Vanity Fair review: "The Man from U.N.C.L.E. Is a Charming Late-Summer Surprise"

 

Guy Ritchie’s lively, limber new spy film is not the August refuse it once seemed destined to be.
Fear not for August. Though the month’s status as the dumping ground for less-than summer movies is still intact—”fantastic” is such a risky word to put right in the title!—it is still possible for something to surprise and entertain, to defy its assumed role as a late-season dud. The new 1960s-set spy comedy The Man from U.N.C.L.E. has an inauspicious backstory—most notably a tortured casting process that started with George Clooney, moved to Tom Cruise, and ended withHenry Cavill—and is based on a 50-year-old television series that not that many people remember. By all measures it should be among the most forgotten of summer fare, limply marketed and hamstrung by a lack of movie-star moxie. But instead it manages, through the pluck of its cast and its director, Guy Ritchie, to entertain in a fizzy, offbeat kind of a way. It’s a merry jaunt with a refreshingly low body count (until the end, at least) that deserves more of an audience than it’s probably going to get.
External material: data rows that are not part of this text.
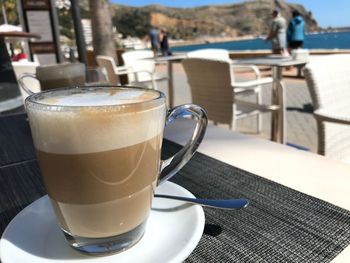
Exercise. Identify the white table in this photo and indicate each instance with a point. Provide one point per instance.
(303, 171)
(277, 63)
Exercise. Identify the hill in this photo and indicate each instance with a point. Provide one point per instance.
(246, 18)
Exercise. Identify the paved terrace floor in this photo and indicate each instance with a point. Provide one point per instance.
(301, 125)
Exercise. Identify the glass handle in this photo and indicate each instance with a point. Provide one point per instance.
(172, 165)
(24, 86)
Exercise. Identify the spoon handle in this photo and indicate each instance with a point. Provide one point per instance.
(214, 203)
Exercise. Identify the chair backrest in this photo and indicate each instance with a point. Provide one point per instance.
(61, 75)
(109, 64)
(210, 83)
(214, 53)
(27, 67)
(139, 60)
(328, 80)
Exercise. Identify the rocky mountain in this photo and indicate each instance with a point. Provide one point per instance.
(246, 18)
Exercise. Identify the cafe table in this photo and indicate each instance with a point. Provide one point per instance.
(277, 63)
(299, 201)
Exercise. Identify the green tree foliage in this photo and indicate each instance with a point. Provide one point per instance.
(133, 22)
(11, 12)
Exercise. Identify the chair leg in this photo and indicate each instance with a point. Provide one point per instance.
(259, 116)
(321, 147)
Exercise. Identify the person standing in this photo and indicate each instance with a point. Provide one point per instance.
(296, 31)
(155, 41)
(277, 34)
(164, 44)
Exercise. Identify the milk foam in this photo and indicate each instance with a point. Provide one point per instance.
(90, 130)
(102, 98)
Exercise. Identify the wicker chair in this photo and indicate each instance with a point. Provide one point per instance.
(142, 61)
(328, 80)
(223, 54)
(213, 87)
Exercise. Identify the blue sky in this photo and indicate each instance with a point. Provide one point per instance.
(327, 13)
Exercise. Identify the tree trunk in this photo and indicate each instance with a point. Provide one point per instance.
(102, 30)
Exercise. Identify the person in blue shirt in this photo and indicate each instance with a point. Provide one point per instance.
(295, 31)
(155, 41)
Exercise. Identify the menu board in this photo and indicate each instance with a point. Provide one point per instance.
(39, 17)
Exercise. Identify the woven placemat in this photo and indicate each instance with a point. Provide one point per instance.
(279, 225)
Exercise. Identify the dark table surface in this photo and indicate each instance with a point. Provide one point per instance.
(280, 224)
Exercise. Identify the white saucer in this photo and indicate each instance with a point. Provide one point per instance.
(173, 231)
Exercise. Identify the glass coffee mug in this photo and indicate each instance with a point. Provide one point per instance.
(99, 152)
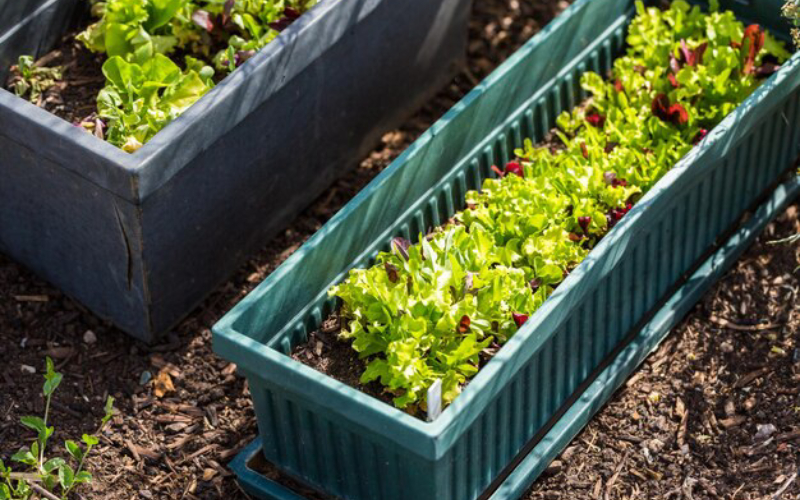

At first glance, Man from U.N.C.L.E. would seem to suffer from a dearth of star power. Cavill may be Superman, but he hasn’t done much else. His U.N.C.L.E. co-star, Armie Hammer, had good chemistry with himself in The Social Network (he played twins Cameron and Tyler Winklevoss), but he was poorly served in later films like J. Edgar and The Lone Ranger and his star moment seemed to pass. So the two of them leading a ring-a-ding summer spy romp initially seems like a strange premise. And yet it works, better, even, than it might have with Clooney, or Cruise, or any of the myriad other big names once loosely attached to the movie. Cavill and Hammer both act like they have something to prove—rather than coasting on pre-packaged charm, they (Cavill especially) really go for it, creating something both slick and silly in the process. They’re fun to watch, because they’re game and committed, and because, with their lowered Q scores, they can slip right into the context of the movie. We’re not watching George Clooney running around doing stuff, we’re watching Napoleon Solo.